Le mariage ne sera déclaré nul que si on apporte la preuve de la mainmise familiale sur l’engagement des jeunes gens. On parle alors d’un manque de liberté interne. L’enquête sera délicate et nécessitera peut-être une expertise psychologique.

6. Grégory

            Avec les copains de ma cité, j’arrangeais des mobylettes, puis des voitures. J’ai raté mon C.A.P., car l’école ne me disait rien. Quand j’avais dépanné leur voiture, souvent les copains me payaient un coup à boire. Au boulot, mon patron n’aimait pas ça. Aussi, quand l’armée m’a proposé de m’engager après le service, j’ai marché et me suis trouvé diéséliste sur un bateau. J’ai fait le tour du monde. Je ne vous dis pas les virées aux escales ! Quand je rentrais dans la cité en permission, les filles me couraient après, à cause du pompon rouge de mon bel uniforme de marin !

            J’étais bien avec Vanessa. Ses parents n’aimaient pas trop que je reste dans la Marine. Tout le monde a été content de savoir que mon engagement ne serait pas renouvelé. Mais je n’ai pas dit la vraie raison. Je n’étais pas bien noté à cause de mes cuites. Vanessa et moi, on s’est marié. Mon ancien patron m’a repris pensant que mon passage à l’armée m’avait changé. Quelques mois plus tard, il m’a viré. Ne rien faire n’a pas arrangé les choses. Un jour que j’étais saoul, j’ai même frappé Vanessa. Ses parents ont dit que cela ne pouvait pas durer. On a divorcé à l’amiable, sinon ils révélaient toutes les conneries que j’avais faites.
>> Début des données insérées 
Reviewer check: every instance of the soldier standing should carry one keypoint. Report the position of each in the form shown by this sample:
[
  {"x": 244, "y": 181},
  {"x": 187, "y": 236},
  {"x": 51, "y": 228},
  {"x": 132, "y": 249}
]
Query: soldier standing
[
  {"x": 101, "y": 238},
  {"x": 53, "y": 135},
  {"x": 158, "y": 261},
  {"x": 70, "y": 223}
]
            Ça m’a fait réfléchir. Un ancien bon copain m’a aidé. J’ai rencontré sa sœur aussi. Ils m’ont dit tous deux que je devais me soigner. Ça n’a pas été facile. Grâce à eux, j’ai pu retrouver un boulot. J’ai aussi compris que j’étais tombé amoureux de la sœur du copain. On voudrait se marier. Elle tient à se marier à l’église. Cette fois, c’est du sérieux, tandis qu’avec Vanessa, je ne savais pas ce que je faisais. Le curé de la paroisse m’a dit qu’il y avait peut-être une nullité.

 

    Le mariage est un acte libre qui engage pour toute la vie. Il ne peut pas être pris par quelqu’un devenu dépendant de l’alcool ou de la drogue. Comment en effet émettre un acte libre quand c’est l’alcool ou la drogue qui dirige ? De plus, comment bâtir, dans cet état, une communauté de vie et d’amour avec une autre personne ? Bien évidemment, le droit de se marier est sacré. Mais il ne faut pas confondre mariage et cure de désintoxication. Avant de se marier, l’alcoolique ou le drogué ira se soigner. Et l’amour naissant sera un élément supplémentaire favorable à la guérison.

L’enquête portera donc sur l’état de santé de Grégory et les soins éventuels qu’il aura reçus. L’alcoolisme sera aussi replacé dans l’ensemble de la personnalité. Grégory avait-il la capacité psychologique de comprendre ce que veut dire la vie couple et de la réaliser ?

En conclusion

Chaque situation est toujours unique. L’Église s’efforce d’en tenir compte. Elle accomplit là sa mission de vérité et de paix vis-à-vis de ceux qui souffrent dans leur vie familiale. Il ne faut pas hésiter à se renseigner.

L’Église défend aussi la valeur du mariage religieux, cadeau (sacrement) donné par le Christ à tous les hommes. Elle ne peut donc se rallier à cette idée : on ne s’aime plus, on se sépare. Elle encourage les époux à faire grandir chaque jour leur amour… et à se pardonner comme le Christ nous pardonne.

La invalidité d’un mariage est donc chose rare, sinon ce serait faire peu de cas de la parole humaine, du “oui” échangé un beau jour. Les époux divorcés, les divorcés qui se remarient civilement, ont toujours à se remettre sous le regard de Dieu pour faire la lumière sur leur vie et, le cas échéant, demander sa miséricorde.